Imbas Surat Iuran SMPN 6 Ponorogo Viral, DPRD Panggil Dindik dan Sekolah

Editor : Zaki Zubaidi Reporter : Mita Kusuma
Wakil Ketua DPRD Ponoroyo, Dwi Agus Prayitno. (Foto; Dok)
Wakil Ketua DPRD Ponoroyo, Dwi Agus Prayitno. (Foto; Dok)

jatimnow.com - Surat pemberitahuan penarikan iuran dari SMPN 6 Ponorogo berbuntut panjang. Pihak legislatif bakal memanggil dinas terkait dalam hal ini Dinas Pendidikan (Dindik) dan pihak sekolah bersangkutan.

“Akan kami panggil. Bisa juga kami datangi nanti. Kami klarifikasi bagaimana kebenaran surat yang viral itu,” ujar Wakil Ketua DPRD Ponoroyo, Dwi Agus Prayitno, Jumat (14/10/2022).

Dia menjelaskan telah membaca surat yang menjadi sorotan publik itu. Ada beberapa poin kesanggupan bagi wali murid dengan tameng berdasarkan hasil rapat komite.

“Padahal jika itu dijadikan alasan, tentu sesuai dengan Permendikbud nomor 75 tahun 2016,” kata politikus asal PKB ini.

Menurutnya, yang jadi ketentuan komite itu di Permedikbud 75 tahun 2016 adalah kegiatan sekolah komite sifatnya sukarela. Tidak ada kalimat angka pasti dan kewajiban .

Baca juga:
SMP Negeri di Ponorogo Boleh Tarik Iuran, Asal...

“Kalau merujuk di surat kan ada angka pasti dan kalimat sanggup membayar. Sudah menyalahi aturan,” jelas Kang Wie, sapaan akrab Dwi Agus Prayitno ini.
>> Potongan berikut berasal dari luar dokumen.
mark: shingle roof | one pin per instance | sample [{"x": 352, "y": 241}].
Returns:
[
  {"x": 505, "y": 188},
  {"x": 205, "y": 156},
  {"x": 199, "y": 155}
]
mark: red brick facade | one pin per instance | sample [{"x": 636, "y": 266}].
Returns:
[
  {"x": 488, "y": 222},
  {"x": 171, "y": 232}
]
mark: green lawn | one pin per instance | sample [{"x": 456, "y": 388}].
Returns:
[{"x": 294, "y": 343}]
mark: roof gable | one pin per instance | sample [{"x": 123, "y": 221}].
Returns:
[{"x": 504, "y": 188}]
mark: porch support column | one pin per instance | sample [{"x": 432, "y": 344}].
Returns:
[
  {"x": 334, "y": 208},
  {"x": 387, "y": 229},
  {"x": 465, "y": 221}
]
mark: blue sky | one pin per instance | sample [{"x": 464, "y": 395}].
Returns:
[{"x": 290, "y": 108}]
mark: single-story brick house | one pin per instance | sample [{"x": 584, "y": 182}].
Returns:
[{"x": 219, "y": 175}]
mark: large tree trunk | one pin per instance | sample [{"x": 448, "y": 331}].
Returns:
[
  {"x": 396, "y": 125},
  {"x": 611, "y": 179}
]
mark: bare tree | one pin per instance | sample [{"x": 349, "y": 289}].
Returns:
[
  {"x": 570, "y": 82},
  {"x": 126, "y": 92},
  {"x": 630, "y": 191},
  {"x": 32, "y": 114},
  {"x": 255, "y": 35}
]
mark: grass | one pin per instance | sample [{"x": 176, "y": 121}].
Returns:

Dia mengatakan pemerintah sendiri sudah menyediakan dana BOS. Sehingga jika memang ada tambahan yang dilaksanakan komite mestinya mengacu pada Permendikbud nomor 75 tahun 2016.

“Mesti berdasarkan kesepakatan rapat komite sekolah. Ada peningkatan tambahan sarana dan prasarana di luar dana BOS,” tegasnya.

Baca juga:
Surat Penarikan Iuran SMPN 6 Ponorogo Sudah Tak Berlaku

Tentu, kat dia, ada kesepakatan komite dan wali murid. Ketika ada wali murid keberatan, bisa disampaikan saat rapat itu.

“Manakala ada tulisan di dalam kesepakatan sanggup dan lain-lain perlu dikaji. Melihat lebih dalam apa yg menjadi kesepakatan komite dan wali murid berdasarkan hasil yg disampaikan yang viral,” pungkasnya.